農水省によると、23年の瓶牛乳(500ミリリットル未満)の生産量は、前年比10・9%減の4392キロリットル。13年と比較すると、69・6%減少した。同時に、瓶牛乳を取り扱う工場数は半減し、大手乳業メーカーによる瓶牛乳の終売が相次いでいる。直近では、明治が3月末をもって「明治牛乳」や「明治コーヒー」などの販売を終了した。瓶洗浄機の老朽化やガラス製造工場の撤退などで、瓶の調達も難しい状況だ。
瓶牛乳の生産が落ち込む背景には、消費者のライフスタイルの変化がある。宅配や学校給食で定着していた瓶牛乳も、スーパーなどで手軽に購入できる紙パック牛乳に押され、需要が減少。衛生管理や利便性の観点から、瓶牛乳の購入機会が縮小している。

生産が落ち込む一方で、手堅い需要に応えようと工場を新設したり、日常に溶け込む飲食場面を創出しようとしたりする動きも出ている。西日本を中心に16の生協で構成するグリーンコープ共同体(福岡市)は3月、国産飼料の製造から乳牛の飼育、瓶牛乳の生産を一貫して行う瓶牛乳工場を新たに稼働させた。年間700万本の瓶牛乳を生産でき、会員からの堅調な需要を続けている。

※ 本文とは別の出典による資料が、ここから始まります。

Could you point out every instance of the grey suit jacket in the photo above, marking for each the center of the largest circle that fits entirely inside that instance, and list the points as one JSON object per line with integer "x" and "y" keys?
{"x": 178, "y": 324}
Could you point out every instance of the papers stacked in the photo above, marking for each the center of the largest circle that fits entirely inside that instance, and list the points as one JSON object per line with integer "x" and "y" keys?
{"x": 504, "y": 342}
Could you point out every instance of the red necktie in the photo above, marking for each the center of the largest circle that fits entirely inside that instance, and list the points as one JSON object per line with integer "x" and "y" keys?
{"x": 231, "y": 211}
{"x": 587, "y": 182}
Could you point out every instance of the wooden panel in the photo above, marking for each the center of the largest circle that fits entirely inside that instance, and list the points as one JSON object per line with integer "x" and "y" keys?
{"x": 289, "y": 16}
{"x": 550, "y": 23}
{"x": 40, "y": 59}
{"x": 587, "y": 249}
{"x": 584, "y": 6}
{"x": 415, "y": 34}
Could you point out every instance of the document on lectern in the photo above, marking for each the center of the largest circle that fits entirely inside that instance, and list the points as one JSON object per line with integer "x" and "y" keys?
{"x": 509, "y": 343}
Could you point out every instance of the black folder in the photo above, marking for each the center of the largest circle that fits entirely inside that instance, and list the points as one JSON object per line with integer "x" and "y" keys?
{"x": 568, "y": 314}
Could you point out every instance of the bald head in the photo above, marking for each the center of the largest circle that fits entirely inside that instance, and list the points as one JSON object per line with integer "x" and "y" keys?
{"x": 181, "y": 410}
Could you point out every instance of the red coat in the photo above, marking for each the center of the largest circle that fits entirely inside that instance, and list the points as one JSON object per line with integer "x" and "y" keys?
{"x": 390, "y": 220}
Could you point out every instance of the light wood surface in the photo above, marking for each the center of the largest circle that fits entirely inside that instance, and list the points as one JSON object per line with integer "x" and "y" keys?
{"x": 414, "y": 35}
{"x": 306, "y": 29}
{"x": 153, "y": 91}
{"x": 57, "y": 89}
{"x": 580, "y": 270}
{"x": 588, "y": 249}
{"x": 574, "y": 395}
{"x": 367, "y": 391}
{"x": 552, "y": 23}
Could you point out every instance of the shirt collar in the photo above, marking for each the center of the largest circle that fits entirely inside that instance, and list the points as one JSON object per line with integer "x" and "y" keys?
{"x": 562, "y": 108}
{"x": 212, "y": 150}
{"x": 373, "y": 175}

100年以上、瓶牛乳の生産に携わる山村乳業(三重県伊勢市)は、観光名所・伊勢神宮の参道に直営店を構える。観光客からの需要は高く、24年度の売上高はコロナ前の19年と比較して2割近く増えた。スポーツジムでの常設など、日常の一部に瓶牛乳が溶け込む飲食場面の創出も見据える。